Periodic Reporting for period 1 - SCREENED (A multistage model of thyroid gland function for screening endocrine-disrupting chemicals in a biologically sex-specific manner)
Reporting period: 2019-01-01 to 2020-06-30
Five decellularization protocols suitable for removal of all cell types from the adult male and female, rat thyroid gland have been developed without hampering the main structural and geometrical 3D organisation of the thyroid lobe matrix: each showing a preferential retention of specific matrix molecules (collagen types, structural proteins, growth factors, glycosaminoglycans). In addition, isolation, expansion, enrichment and characterisation of adult male rat, thyroid stem cells / progenitor (TSC/P) using a simple, reliable and reproducible methodology has been achieved, based on long-term, semi-starvation low-density monolayer subcultures.
We also focused on the optimisation of microfluidic bioprinting for the generation of the bioprinted thyroid model. We evaluated different hydrogel based bioink formulations to assess their printability and the parameters for an optimal bioprinting in terms of fibre dimension and deposition. We verified that bioprinted cells remain viable and metabolically active inside the construct. We also increased bioprinted constructs’ robustness by post crosslinking the construct with a CaCl2 base solution. Finally, we exploited a new core-shell bioprinting technique that allowed to produce hollow fibers containing thyroid and endothelial cells at the same time. As a further method to provide better control of cell spatial positioning for the 3D cellular assays to be developed in SCREENED, we also optimized a method to magnetize cells while maintaining a high viability.
The current lack of available proteomic and transcriptomic information on the thyroid drove us to initiate the first combined proteomic and transcriptomic analysis of ED effects on (non-cancerous) thyroid cells, using state of the art technologies to identify thousands of gene and protein thyroid signatures. Preliminary data on recent research on the in vivo effects of a mixture of polychlorinated biphenyls on the hypothalamic-pituitary-thyroid (H-P-T) axis of adult male rats have provided groundwork for eventual development of theoretical modelling of in vivo EDs action on the rat thyroid gland.

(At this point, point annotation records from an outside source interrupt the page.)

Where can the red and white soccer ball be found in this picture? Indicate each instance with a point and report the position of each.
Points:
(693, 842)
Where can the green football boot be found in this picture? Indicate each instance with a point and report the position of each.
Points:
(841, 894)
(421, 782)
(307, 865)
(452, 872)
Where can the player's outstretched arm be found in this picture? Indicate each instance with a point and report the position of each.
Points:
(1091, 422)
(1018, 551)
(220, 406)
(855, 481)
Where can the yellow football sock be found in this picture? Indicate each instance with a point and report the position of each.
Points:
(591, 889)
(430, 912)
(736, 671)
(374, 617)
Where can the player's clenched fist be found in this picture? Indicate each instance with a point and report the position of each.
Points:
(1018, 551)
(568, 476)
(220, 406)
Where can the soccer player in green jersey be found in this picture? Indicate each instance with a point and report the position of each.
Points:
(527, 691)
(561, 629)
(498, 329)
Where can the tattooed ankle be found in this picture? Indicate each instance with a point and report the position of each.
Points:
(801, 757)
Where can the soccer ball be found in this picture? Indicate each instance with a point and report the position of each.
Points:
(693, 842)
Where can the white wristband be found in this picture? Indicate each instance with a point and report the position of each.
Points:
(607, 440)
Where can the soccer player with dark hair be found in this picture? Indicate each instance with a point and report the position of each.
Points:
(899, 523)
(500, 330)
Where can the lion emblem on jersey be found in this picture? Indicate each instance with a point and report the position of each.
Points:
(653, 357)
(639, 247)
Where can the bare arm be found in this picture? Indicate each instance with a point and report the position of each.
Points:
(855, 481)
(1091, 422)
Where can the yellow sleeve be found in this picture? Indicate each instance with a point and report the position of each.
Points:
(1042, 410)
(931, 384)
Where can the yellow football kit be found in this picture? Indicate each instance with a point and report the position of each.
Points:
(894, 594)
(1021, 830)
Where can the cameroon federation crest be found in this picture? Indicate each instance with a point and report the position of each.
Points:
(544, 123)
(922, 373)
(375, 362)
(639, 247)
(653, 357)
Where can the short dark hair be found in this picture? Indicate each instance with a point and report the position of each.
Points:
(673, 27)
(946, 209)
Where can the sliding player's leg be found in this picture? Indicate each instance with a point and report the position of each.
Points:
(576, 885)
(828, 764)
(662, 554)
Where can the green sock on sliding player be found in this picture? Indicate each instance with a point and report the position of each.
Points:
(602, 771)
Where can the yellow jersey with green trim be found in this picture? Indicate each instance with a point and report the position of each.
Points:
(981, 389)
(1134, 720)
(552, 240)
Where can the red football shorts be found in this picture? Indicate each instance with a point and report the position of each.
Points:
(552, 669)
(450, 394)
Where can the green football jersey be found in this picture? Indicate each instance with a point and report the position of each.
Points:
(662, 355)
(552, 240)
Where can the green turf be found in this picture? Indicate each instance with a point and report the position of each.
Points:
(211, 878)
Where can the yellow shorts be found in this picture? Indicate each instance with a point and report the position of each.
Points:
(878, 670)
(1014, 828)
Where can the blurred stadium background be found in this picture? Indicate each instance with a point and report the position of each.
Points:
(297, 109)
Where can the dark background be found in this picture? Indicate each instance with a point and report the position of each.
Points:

We are also producing a bioprinted 3D model able to mimic the thyroid architecture and functionality. The main models currently available for thyroid studies are based on 2D cell cultures or on the use of animal models. Either of these two solutions do not represent the human thyroid complexity. With bioprinting, we could produce a 3D model able to closely mimic the human thyroid and to offer different advantages over classical 2D models. At the same time, the bioprinted model could reduce the use of animal models for drug screening and discovery purposes, while offering a new platform for studying thyroid physiology and physiopathology. The potential addition of magnetized cells as a further method to control cell spatial deposition in 3D would offer the capacity to precisely locate thyrocytes and endothelial cells in the 3D cellular assays of SCREENED. This method would allow an exquisite control in organoids and decellularized extracellular matrix constructs, as well as a further level of spatial control in bioprinted constructs.
Since there is no existing state of the art for (normal) thyroid cell transcriptomics and proteomics, we will establish a baseline transcriptome and proteome of human thyroid cells and the impact of ED’s on them. By the end of SCREENED we expect to collect comparative and reliable information between the effects of a list of EDs in the in vitro 3D thyroid assays under experimental development and in vivo results on rodent models (male and female rats) used as control systems.